By Avidon Wolfson, Marketing Manager Filtration

The development towards producing biotherapeutics faster, in greater scales, and to a more consistent quality is great news for the industry and an exciting time for companies that support it. Progress, however, breeds challenges. One challenge that I find particularly interesting is preparation of samples containing high levels of aggregates.

Meeting the scale requirements

Visiting customers across the USA, I heard about major breakthroughs in cell culturing. Cells are being programmed to produce a wider range of biomolecules to a more consistent quality. Also, cell growth and productivity are being increased. However, as culture densities hit the 100 million cells per mL mark, removal of unwanted debris released after cellular lysing is becoming a real speed bump. Such samples are too particle-laden for chromatographic purification, they can cause traditional depth filters to get clogged, and sample preparation by centrifugation is slow and cumbersome. While sample clearance still tediously relies on a combination of all three of these techniques, I heard a few best practices for syringe-based sample preparation that are worth sharing:

1. Check your membrane first.

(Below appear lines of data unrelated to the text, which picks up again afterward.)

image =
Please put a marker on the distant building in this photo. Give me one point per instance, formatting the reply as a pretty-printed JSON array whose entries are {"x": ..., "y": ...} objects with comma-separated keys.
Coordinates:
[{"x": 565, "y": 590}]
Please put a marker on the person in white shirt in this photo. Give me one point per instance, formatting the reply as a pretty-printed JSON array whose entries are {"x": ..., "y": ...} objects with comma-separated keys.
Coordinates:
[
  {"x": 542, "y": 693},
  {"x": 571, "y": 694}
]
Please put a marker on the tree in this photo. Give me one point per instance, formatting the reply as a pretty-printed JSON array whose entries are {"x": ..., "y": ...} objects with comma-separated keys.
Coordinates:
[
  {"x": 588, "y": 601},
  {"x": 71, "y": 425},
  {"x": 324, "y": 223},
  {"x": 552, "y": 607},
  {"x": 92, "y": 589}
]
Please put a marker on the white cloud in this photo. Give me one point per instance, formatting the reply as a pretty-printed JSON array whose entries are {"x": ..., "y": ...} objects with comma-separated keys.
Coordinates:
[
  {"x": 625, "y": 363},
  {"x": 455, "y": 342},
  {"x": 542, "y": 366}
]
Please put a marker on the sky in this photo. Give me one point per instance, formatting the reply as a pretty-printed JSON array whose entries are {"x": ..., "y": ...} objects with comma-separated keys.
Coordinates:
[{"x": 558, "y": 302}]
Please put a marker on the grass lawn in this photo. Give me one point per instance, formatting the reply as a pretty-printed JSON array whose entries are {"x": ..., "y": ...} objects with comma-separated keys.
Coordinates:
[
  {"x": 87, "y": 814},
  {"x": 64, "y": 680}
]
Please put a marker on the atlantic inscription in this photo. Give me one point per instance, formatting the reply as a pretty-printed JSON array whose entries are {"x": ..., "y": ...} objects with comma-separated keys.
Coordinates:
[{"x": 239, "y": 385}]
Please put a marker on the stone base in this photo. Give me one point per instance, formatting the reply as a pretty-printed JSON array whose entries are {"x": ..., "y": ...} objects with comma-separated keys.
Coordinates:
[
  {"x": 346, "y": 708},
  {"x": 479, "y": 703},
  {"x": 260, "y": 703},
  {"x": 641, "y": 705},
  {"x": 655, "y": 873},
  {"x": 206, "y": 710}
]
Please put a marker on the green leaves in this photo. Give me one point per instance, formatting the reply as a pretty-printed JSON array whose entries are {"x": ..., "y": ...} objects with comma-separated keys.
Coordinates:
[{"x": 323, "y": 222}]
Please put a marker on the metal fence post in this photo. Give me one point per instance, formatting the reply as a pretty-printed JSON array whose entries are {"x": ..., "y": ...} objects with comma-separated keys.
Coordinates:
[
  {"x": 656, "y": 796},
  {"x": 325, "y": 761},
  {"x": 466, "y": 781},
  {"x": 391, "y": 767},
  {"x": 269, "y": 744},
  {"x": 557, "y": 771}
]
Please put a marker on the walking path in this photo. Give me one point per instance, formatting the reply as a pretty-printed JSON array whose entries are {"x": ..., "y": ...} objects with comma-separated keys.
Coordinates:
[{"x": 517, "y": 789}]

Sometimes, the perception that a sample is hard to filter is simply caused by trying to run an aqueous sample through a hydrophobic membrane like a polytetrafluoroethylene (PTFE) membrane. Using a hydrophilic membrane is a step in the right direction, but make sure to choose a membrane that exhibits low protein binding, such as polyethersulfone (PES) or regenerated cellulose membranes, to avoid sample loss.

2. Use a pre-filter, or even a pre-filter stack, to extend syringe filter life. Choose a device that has a depth filtration pre-filter stack that traps coarse particles, leaving the main membrane to deal only with the finer particles. Pre-filters are generally made from either glass microfibers or polypropylene. Your choice of which to use should come down to whether ionic extractables from the glass will interfere with your downstream work or not.

3. Always think of scale. While laboratory-scale sample volumes can be as small as some a few microliters, production of a successful biotherapeutic will always berequires scale up. Whatever filter is used; make sure that the same type of membrane/pre-filter combination exists in multiple formats, from vial-based, syringe-based, capsule-based, and beyond. Planning for scale-up will make sure that your filtration optimization does not come at the expense of more work later on.